Baltimore reopens Reedbird recycling drop-off center on Saturdays only
Reedbird reopened Saturday after an 11-month closure, but only on weekends and only for trash and recycling, not appliances or tires.

Southwest Baltimore got back one of its closest city disposal sites Saturday, when the Reedbird Residential Recycling Drop-off Center reopened on a Saturdays-only schedule after being closed since May 17, 2025 for a major modernization project.
The center at 701 Reedbird Ave., Baltimore, MD 21225 is now open only from 9 a.m. to 5 p.m. on Saturdays. Baltimore City’s Department of Public Works said the limited reopening is meant to give residents another recycling option while long-term improvement work continues at the site, a partial return rather than a full resumption of normal operations.
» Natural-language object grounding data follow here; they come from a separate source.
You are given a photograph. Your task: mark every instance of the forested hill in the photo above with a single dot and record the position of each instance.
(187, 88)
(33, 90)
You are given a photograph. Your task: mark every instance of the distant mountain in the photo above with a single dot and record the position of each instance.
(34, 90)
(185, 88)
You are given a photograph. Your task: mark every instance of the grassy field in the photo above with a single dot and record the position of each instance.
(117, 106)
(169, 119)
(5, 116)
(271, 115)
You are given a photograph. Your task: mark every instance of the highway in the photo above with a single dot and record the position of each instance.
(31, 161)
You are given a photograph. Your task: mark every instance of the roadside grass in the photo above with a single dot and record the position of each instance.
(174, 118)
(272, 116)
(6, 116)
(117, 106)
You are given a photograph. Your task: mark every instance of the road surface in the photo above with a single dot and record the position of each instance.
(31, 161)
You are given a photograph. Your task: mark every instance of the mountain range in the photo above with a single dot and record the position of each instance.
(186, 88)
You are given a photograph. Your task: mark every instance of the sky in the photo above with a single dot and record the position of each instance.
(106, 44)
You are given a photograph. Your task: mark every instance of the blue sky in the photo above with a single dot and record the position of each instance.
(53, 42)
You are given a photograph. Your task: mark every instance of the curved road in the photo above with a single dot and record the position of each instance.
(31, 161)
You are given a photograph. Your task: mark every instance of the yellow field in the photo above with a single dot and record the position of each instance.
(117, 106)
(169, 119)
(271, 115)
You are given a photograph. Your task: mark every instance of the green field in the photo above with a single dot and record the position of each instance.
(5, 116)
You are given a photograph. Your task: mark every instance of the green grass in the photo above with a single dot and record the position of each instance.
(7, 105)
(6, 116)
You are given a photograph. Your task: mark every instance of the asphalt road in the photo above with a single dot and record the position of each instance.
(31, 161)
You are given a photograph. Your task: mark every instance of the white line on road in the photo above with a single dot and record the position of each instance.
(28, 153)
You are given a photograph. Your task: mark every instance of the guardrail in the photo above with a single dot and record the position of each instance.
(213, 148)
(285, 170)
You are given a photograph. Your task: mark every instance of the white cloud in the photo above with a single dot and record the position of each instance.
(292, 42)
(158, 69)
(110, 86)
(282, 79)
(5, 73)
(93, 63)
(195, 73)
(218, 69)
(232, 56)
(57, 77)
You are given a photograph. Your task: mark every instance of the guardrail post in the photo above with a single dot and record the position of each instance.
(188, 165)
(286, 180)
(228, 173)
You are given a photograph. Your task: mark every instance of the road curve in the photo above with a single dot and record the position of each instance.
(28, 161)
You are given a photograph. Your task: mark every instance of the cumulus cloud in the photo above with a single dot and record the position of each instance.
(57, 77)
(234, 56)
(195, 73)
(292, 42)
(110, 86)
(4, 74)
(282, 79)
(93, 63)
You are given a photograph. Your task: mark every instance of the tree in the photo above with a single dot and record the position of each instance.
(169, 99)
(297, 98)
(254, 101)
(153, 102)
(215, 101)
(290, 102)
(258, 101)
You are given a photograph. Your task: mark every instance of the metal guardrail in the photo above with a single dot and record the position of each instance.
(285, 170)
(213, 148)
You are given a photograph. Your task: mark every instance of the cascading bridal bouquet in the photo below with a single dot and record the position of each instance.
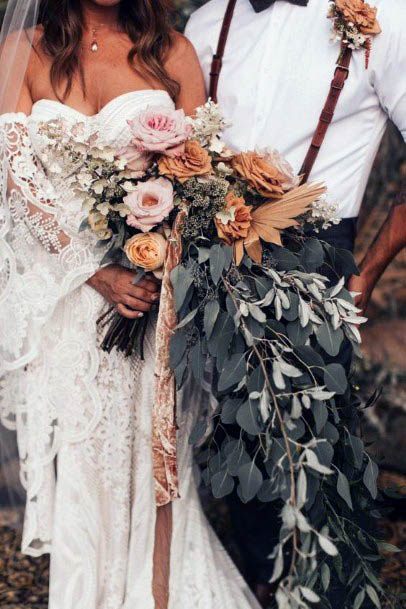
(243, 285)
(131, 197)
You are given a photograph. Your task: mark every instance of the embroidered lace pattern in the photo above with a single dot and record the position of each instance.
(86, 412)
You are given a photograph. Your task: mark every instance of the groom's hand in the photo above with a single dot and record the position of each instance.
(114, 284)
(364, 287)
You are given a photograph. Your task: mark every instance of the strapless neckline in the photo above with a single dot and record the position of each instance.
(116, 100)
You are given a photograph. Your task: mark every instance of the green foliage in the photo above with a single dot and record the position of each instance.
(287, 412)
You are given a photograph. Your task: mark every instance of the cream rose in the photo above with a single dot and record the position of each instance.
(259, 173)
(146, 250)
(149, 203)
(160, 129)
(239, 223)
(361, 14)
(195, 161)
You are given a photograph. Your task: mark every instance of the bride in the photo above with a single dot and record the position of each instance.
(83, 418)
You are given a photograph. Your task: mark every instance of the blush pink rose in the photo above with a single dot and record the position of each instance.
(160, 129)
(288, 179)
(136, 161)
(150, 203)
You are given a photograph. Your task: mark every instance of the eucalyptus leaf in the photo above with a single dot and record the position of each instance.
(359, 599)
(233, 372)
(187, 319)
(325, 576)
(320, 414)
(248, 417)
(312, 256)
(327, 545)
(177, 348)
(335, 378)
(211, 311)
(197, 362)
(370, 478)
(343, 489)
(229, 411)
(278, 567)
(217, 262)
(204, 254)
(297, 334)
(198, 432)
(330, 339)
(181, 279)
(357, 449)
(250, 479)
(373, 596)
(222, 484)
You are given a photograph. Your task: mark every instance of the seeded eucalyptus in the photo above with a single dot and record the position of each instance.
(286, 426)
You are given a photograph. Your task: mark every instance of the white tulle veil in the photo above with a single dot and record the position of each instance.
(43, 259)
(17, 32)
(18, 28)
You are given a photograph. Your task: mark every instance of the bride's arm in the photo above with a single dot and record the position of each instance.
(112, 282)
(184, 67)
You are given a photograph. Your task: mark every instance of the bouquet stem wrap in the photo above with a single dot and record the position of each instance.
(164, 412)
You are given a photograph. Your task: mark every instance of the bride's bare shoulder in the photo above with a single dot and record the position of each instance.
(184, 67)
(181, 54)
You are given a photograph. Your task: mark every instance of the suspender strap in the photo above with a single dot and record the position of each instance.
(326, 117)
(217, 62)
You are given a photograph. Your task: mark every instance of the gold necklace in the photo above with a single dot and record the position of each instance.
(94, 47)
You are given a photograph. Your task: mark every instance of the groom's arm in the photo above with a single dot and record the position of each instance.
(389, 241)
(388, 78)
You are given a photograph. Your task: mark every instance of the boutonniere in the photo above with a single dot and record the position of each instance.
(354, 22)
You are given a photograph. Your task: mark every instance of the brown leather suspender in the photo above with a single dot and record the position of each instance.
(326, 117)
(217, 62)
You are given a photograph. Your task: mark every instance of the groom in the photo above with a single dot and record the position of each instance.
(273, 81)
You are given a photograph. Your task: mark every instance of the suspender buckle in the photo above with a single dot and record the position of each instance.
(344, 68)
(216, 65)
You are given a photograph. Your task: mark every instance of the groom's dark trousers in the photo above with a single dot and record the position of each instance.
(256, 524)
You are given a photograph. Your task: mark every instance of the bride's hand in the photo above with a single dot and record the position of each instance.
(131, 301)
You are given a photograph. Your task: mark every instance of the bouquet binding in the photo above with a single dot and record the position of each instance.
(243, 286)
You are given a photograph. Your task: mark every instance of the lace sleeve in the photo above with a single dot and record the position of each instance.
(43, 256)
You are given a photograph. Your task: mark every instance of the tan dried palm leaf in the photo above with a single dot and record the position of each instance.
(270, 218)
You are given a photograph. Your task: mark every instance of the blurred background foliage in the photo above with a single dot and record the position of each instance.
(23, 582)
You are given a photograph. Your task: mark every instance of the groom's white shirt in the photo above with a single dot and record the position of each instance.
(276, 74)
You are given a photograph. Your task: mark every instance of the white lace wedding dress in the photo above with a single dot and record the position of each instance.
(80, 412)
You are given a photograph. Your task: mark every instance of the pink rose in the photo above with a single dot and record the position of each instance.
(136, 161)
(160, 129)
(150, 203)
(273, 157)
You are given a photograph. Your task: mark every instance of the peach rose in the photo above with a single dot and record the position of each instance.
(136, 161)
(149, 203)
(195, 161)
(146, 250)
(361, 14)
(259, 173)
(239, 223)
(160, 129)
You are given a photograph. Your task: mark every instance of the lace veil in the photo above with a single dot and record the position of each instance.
(43, 258)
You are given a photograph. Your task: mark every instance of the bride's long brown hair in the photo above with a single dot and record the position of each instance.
(146, 22)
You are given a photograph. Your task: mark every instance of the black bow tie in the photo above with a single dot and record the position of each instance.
(261, 5)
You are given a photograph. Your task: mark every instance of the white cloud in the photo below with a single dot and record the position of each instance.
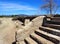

For now, Reedbird is taking trash and recycling only. Residents cannot bring large household appliances, food scraps, electronics, metals, textiles or tires during the limited reopening, so anyone with those items will need to head elsewhere. The city said residents can use the Sisson Street Drop-Off Center and the Quarantine Road recycling centers, which remain open with regular hours, while the Quarantine Road Landfill Residential Recycling Center and the Northwest Transfer Station are open to residents with valid identification. Small haulers can also use the Northwest Transfer Station for acceptable waste disposal.
Baltimore says it operates five Residential Recycling Drop-off Centers, and city residents may use them free of charge for household waste, recyclables and other hard-to-recycle items. That network matters most in neighborhoods like Southwest Baltimore, where a single open site can mean the difference between a short Saturday trip and a long drive across the city with a trunk full of bagged trash or bulky items.
The reopening also fits into the city’s broader solid-waste strategy. Baltimore’s Less Waste, Better Baltimore master plan is the roadmap for improving diversion, recycling and disposal citywide, and city task-force data covering October 2023 through December 2025 examined material use, operational impacts and illegal dumping trends after Reedbird closed. That makes this weekend reopening more than a routine service update: it is a pressure release for residents who had fewer legal options and for streets that can bear the cost when convenient disposal disappears.
Even with Reedbird back on the calendar, the city’s message was clear. The center has returned, but only in a limited form, and Southwest Baltimore residents will still need to plan around the Saturday-only schedule until the modernization work is finished.